Вообще, эта затея внезапно показалась Одеду совершенно бесполезной. Он вновь и вновь убеждал себя, что поступает единственно правильно, но это убеждение давалось ему с трудом. Молодой человек отлично понимал, что Галь его и в грош не ставит, и поэтому не только не оценит его поступок, но и спокойно пнет его опять. В то же время, вокруг Шахара, как мотылек вокруг пламени, неустанно порхала Лиат. И, судя по всему, уже прошло то время, когда они с Шахаром общались если не откровенно, то, хотя бы, по-приятельски, и поэтому его реакция будет непредсказуемой. Именно этого он и боялся.
Он ходил по террасе квартиры Шахара взад и вперед, точно сторожевой на посту, до тех пор, пока порывистый ветер буквально не пригнал к его порогу одноклассника. Но и там Одед промялся, переминаясь с ноги на ногу, довольно долго. Как он сейчас взглянет Шахару в лицо, как с ним заговорит? Может быть, было еще не поздно переиграть? Но разум препятствовал Одеду уйти. Если он уже проделал долгий путь к этой двери, то надо было довести дело до конца, тем более, что он ничего уже не мог сделать для Галь сверх всего сделанного. Пожалуй, кроме того отчаянного шага, на который он сейчас решался.
К удивлению Одеда, все началось намного проще, чем он думал. Шахар, с улыбкой, открыл ему на звонок и тепло пожал ему руку.
– Рад тебя видеть! Проходи! – сказал он и провел его в комнату.
– Как ты себя чувствуешь? – спросил Одед, слегка растерянный столь любезным приемом.
– Лучше. Голова уже почти не болит. Я слышал, ты тоже был на больничном?
– Да, и поэтому не мог выбраться раньше, – кивнул Одед, распологаясь в кожанном кресле в комнате одноклассника. – Угости меня, пожалуйста, чашкой чая, а то мне еще немного трудно говорить, – попросил он, набираясь смелости.
– Сколько угодно, – радушно ответил Шахар, и тотчас отправился на кухню.
Пока его не было, Одед пожирал глазами стены, рабочий стол, книжный шкаф товарища: не было ли где-нибудь фотографии Лиат?

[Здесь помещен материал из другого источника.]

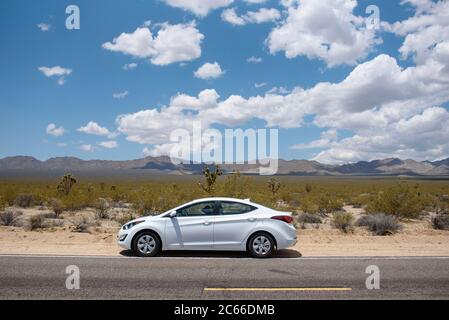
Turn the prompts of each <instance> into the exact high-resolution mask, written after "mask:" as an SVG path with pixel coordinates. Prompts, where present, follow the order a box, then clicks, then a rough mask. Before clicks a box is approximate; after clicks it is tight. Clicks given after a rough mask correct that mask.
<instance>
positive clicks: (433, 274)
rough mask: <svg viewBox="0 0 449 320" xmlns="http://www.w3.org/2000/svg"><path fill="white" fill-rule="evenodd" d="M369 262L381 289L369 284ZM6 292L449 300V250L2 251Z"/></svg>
mask: <svg viewBox="0 0 449 320" xmlns="http://www.w3.org/2000/svg"><path fill="white" fill-rule="evenodd" d="M69 265H76V266H78V268H79V270H80V289H79V290H68V289H67V288H66V277H67V276H68V275H67V274H66V273H65V272H66V267H67V266H69ZM370 265H376V266H378V267H379V271H380V289H372V290H368V289H367V288H366V284H365V282H366V278H367V277H368V276H369V274H367V273H366V268H367V267H368V266H370ZM0 299H449V257H423V258H420V257H385V258H356V257H354V258H350V257H342V258H338V257H336V258H325V257H323V258H302V257H295V255H294V254H290V253H289V252H288V251H284V252H281V253H280V254H279V255H278V256H277V257H276V258H273V259H266V260H257V259H250V258H247V257H246V256H245V255H240V254H226V253H225V254H222V253H219V254H194V253H189V254H185V253H182V254H165V255H164V256H162V257H157V258H134V257H127V256H122V257H75V256H73V257H72V256H67V257H56V256H20V255H0Z"/></svg>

Наличие такого предмета сразу зачеркнуло бы все его планы и вложенные в них душевные усилия. Но ничего такого он не увидел. Конечно, Одед не мог поручиться за содержимое бумажника или ящиков письменного стола Шахара, но внешнее впечатление говорило о том, что Шахар не заботился об афишировании своей новой связи, что давало надежду хотя бы на заронение зерна.
Когда Шахар вернулся с чаем, Одед, оттягивая время, распросил его об аварии, о медицинском заключении, о том, что стало с мотоциклом. Тот подробно отвечал. Мотоцикл отремонтировали, но ездить на нем он теперь опасался, и поэтому, скорей всего, продаст его, и попросит родителей купить ему взамен недорогую машину. Что касалось аварии, то каска буквально спасла ему голову и жизнь. Несколько дней он промучился дикими головными болями, но как только ему полегчало, сразу принялся вновь за подготовку ко всем экзаменам, и на днях собирался в школу.

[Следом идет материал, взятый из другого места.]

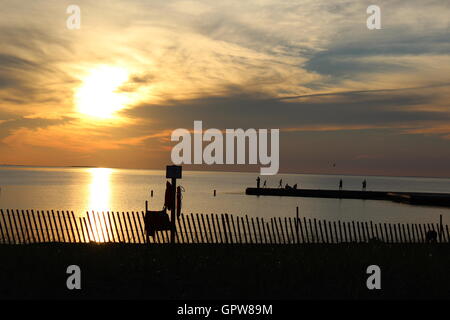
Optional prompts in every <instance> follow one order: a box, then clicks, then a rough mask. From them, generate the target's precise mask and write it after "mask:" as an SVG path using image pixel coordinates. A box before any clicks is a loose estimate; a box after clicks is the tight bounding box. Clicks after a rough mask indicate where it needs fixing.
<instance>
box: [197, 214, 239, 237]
mask: <svg viewBox="0 0 450 320" xmlns="http://www.w3.org/2000/svg"><path fill="white" fill-rule="evenodd" d="M230 217H231V225H232V227H233V232H234V238H235V239H236V243H239V240H238V235H237V233H236V226H235V225H234V218H233V215H230ZM205 232H206V228H205Z"/></svg>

– Моя история болезни намного прозаичней, – улыбнулся Одед, поднося горячую чашку прямо к носу, чтобы освежить лицо ароматным паром. – Вирусный грипп.
– Как ты сейчас? – поинтересовался Шахар, заметив, насколько Одед похудел и поблек.

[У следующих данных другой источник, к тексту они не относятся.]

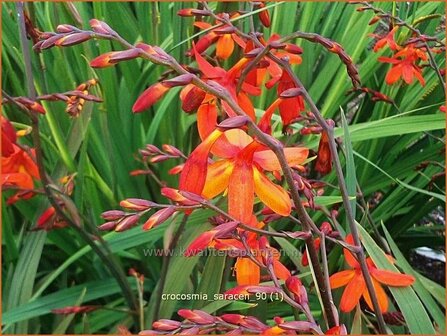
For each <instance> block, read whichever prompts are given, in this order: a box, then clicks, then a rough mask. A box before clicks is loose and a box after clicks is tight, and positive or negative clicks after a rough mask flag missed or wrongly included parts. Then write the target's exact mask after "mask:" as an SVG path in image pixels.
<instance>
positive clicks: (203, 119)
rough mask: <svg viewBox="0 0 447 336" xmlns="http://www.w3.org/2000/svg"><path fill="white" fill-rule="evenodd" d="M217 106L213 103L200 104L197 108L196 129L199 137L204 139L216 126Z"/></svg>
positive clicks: (216, 121)
mask: <svg viewBox="0 0 447 336" xmlns="http://www.w3.org/2000/svg"><path fill="white" fill-rule="evenodd" d="M216 124H217V108H216V104H214V103H207V104H202V105H200V107H199V109H198V110H197V129H198V131H199V135H200V139H202V140H203V139H205V138H206V137H207V136H208V135H210V133H211V132H212V131H213V130H214V129H215V128H216ZM222 138H223V137H222Z"/></svg>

– Мне было плохо. Очень плохо. Но раз я здесь, то, значит, уже лучше, – ответил тот с многозначительным выражением.
После этого они смущенно замолчали. Шахар испытывал неловкость после обтекаемого признания гостя в его душевном состоянии. Он не очень понимал, почему Одед, который еще не выздоровел до конца, вдруг нанес ему визит. А Одед соображал, что же крылось под вежливым гостеприимством, и, читая во взгляде Шахара немой вопрос, искал какую-то зацепку или повод начать животрепещущий разговор.
Как сквозь сон он услышал обращенные к нему слова Шахара, сидящего перед ним на низком диване:
– Тебе не стоило утруждаться приходить, если ты еще не в форме. Я бы не обиделся.
Молодой человек отлично уловил в его голосе холодок, смешанный с непониманием. Это и была зацепка. Он омочил свои губы в чае и решился:
– Я пришел не только и не столько ради тебя, дорогой Шахар. Я здесь, в основном, ради Галь.
– Это она тебя прислала? – спросил Шахар, глаза которого едва не вылезли на лоб.
– Какое там! Она меня втоптала в грязь и вычеркнула из своей жизни. С тех пор мы с ней ни разу не увиделись. Нет, Шахар. Я здесь по своему собственному желанию, и все, что я тебе скажу, исходит только от меня и, надеюсь, между нами и останется.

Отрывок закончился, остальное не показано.